Kenmerken
Behoeften
Bloeiperiode
Eigenschappen
Correct planten
Gewone margriet planten
De gewone margriet (Leucanthemum vulgare), die met haar mooie, witte bloemen enigszins doet denken aan grote madeliefjes, is overal in Europa terug te vinden. Vooral op stikstofarme weiden, langs bermen en in lichtrijke droge bossen voelt de robuuste wilde bloem zich helemaal thuis. Vanwege deze voorkeuren wordt de plant ook wel de weidemargriet genoemd. Als je op zoek bent naar een geschikt plekje in de tuin, kies dan voor een beschutte, zonnige tot half-schaduwrijke plek op een stikstofarme bodem. Als de bodem veel voedingsstoffen bevat, kan je die vermengen met wat zand of grind. Dit zal eveneens wateroverlast voorkomen. Over het algemeen is de gewone margriet niet veeleisend. Daarom gedijt de plant goed op verschillende bodemtypes.
De ideale periode om gewone margrieten aan te planten is in mei, wanneer er geen gevaar meer is voor nachtvorst. Vanwege de groeikracht plant je de margrieten best op een afstand van 30 centimeter van elkaar. Daarnaast zijn meer veeleisende rassen blij met een portie humus of een kleine portie organische meststof met langdurige werking. Na de aanplanting moet de grond stevig worden aangedrukt zodat de plant goed aansluit met de grond. Geef vervolgens rijkelijk water om de wortelontwikkeling te bevorderen. Voor rassen die meer dan een halve meter hoog worden, raden we je aan om een steunstok te gebruiken zodat de stengels niet kunnen kraken.
Zaden die werden verzameld of aangekocht kunnen vanaf eind april in de tuin worden gezaaid, afhankelijk van het weer. Bedek de zaadjes met een dun laagje potgrond en geef rijkelijk water zodat de grond goed vochtig is.

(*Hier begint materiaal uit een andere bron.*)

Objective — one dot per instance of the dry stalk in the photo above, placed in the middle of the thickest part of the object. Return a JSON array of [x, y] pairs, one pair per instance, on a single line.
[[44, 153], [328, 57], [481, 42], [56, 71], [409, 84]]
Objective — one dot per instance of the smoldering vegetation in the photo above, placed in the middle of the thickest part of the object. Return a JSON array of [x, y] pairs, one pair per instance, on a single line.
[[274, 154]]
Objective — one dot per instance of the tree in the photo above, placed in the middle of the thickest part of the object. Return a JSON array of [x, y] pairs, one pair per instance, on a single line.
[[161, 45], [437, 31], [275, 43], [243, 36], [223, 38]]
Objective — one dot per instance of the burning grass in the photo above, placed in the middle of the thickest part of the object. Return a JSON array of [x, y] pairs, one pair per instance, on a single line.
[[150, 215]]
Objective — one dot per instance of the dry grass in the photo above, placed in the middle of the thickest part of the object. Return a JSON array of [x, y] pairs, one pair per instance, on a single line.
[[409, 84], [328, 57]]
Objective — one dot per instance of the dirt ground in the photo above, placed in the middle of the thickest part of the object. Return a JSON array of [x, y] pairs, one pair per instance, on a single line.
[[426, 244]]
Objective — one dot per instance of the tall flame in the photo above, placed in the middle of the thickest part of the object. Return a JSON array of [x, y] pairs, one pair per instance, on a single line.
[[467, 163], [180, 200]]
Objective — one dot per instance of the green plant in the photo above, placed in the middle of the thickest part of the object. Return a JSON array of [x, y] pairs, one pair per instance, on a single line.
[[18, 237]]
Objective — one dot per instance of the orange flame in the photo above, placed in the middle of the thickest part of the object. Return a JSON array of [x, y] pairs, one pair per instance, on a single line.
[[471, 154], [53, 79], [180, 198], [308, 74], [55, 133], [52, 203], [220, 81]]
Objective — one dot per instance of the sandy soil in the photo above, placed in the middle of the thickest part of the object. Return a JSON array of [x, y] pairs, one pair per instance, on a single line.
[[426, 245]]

Omdat de zaden continu vocht nodig hebben om te ontkiemen, moet de grond constant vochtig zijn. Pas als de zaailingen verschijnen, mag de grond tussen de gietbeurten door lichtjes uitdrogen.
De gewone margriet bloeit van juni tot september (afhankelijk van het weer). Gedurende deze periode zal ze je met stralend witte bloemen weten te bekoren. De bloemen fleuren niet alleen je bloemperk op ; ze zijn ook een geliefde voedingbron voor allerlei nuttige insecten zoals kevers, vlinders, zweegvliegen en verschillende wilde bijensoorten.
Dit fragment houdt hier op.